Quote Originally Posted by jackolover View Post
Also, there’s the panel where Peter bellows, “I killed her”, and the cops heard it, and think he did it.
Peter means, as that giant splash page preceding shows, that Gwen died because Peter dated her which made her a target for Green Goblin, who knew his secret identity. Which is valid, albeit Peter doesn't cop to the fact that it was him not telling Gwen his secret identity or not turning Osborn to the cops that was the true cause of that.

No intent whatsoever about the web snapping thing in that panel. That's not the story that Conway wrote.

I think Conway should have admitted he included the snap to deliberately show Peter ironically killed his own girlfriend.
The fact is he didn't. The story as written doesn't support that. The action, the events, and the aftermath clearly are written with the intent that Goblin killed Gwen by ramming her off the bridge and Spider-Man was too late to save her, and the fall killed her.

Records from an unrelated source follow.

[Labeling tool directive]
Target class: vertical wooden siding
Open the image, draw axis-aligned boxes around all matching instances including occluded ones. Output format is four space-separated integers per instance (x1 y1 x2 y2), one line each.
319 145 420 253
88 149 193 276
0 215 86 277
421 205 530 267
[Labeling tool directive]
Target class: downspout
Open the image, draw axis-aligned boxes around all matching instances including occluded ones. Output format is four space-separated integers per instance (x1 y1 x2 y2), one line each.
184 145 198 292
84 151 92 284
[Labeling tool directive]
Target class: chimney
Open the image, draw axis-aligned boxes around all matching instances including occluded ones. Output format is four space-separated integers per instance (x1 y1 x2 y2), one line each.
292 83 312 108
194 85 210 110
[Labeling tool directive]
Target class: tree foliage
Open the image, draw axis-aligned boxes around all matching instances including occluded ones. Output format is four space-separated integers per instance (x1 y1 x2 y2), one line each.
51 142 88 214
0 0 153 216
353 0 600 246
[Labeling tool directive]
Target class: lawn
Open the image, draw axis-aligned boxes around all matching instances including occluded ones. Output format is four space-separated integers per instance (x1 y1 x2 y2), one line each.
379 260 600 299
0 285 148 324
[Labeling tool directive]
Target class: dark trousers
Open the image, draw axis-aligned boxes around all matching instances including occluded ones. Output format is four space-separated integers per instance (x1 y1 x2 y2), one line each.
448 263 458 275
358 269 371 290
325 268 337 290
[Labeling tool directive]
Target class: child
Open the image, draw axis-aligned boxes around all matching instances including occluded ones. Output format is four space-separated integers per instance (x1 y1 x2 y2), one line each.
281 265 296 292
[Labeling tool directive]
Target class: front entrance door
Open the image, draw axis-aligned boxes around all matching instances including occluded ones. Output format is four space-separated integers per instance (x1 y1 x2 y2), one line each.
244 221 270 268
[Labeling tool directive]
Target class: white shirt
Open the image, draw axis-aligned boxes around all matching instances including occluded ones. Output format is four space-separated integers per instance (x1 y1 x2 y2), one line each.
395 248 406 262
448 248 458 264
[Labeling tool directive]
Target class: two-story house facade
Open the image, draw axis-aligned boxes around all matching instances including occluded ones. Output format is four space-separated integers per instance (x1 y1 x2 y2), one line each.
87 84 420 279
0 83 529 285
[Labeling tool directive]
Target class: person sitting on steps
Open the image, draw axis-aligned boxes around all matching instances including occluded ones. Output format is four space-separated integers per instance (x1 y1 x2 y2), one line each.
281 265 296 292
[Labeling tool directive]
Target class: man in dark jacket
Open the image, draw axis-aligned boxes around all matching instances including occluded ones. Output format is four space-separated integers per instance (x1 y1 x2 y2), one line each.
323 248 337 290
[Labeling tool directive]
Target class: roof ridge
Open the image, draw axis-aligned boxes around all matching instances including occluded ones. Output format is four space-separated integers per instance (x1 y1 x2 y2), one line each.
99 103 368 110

But like has been pointed out, Peter has never failed to rescue falling victims before and no one died. That was the most bizarre thing about this story. How can Spider-Man fail to do what he always does - succeed to rescue. Conway showing a super hero who doesn’t rescue when he’s right there. He wasn’t too late. He was there for the save. That shocked me more than anything.
It's a case of a writer putting thumbs on the scales. If The Night Gwen Stacy Died came out today, it's likely people will slam it for its contrived situation and attempt at cleverness (using real physics in a comic that never had it before, and still starting and ending the comic as a conventional superhero story). What ultimately elevates the story is the plot that Conway actually wrote.

Ultimately, actual plot/story/character > late-minute half-assed sound effect.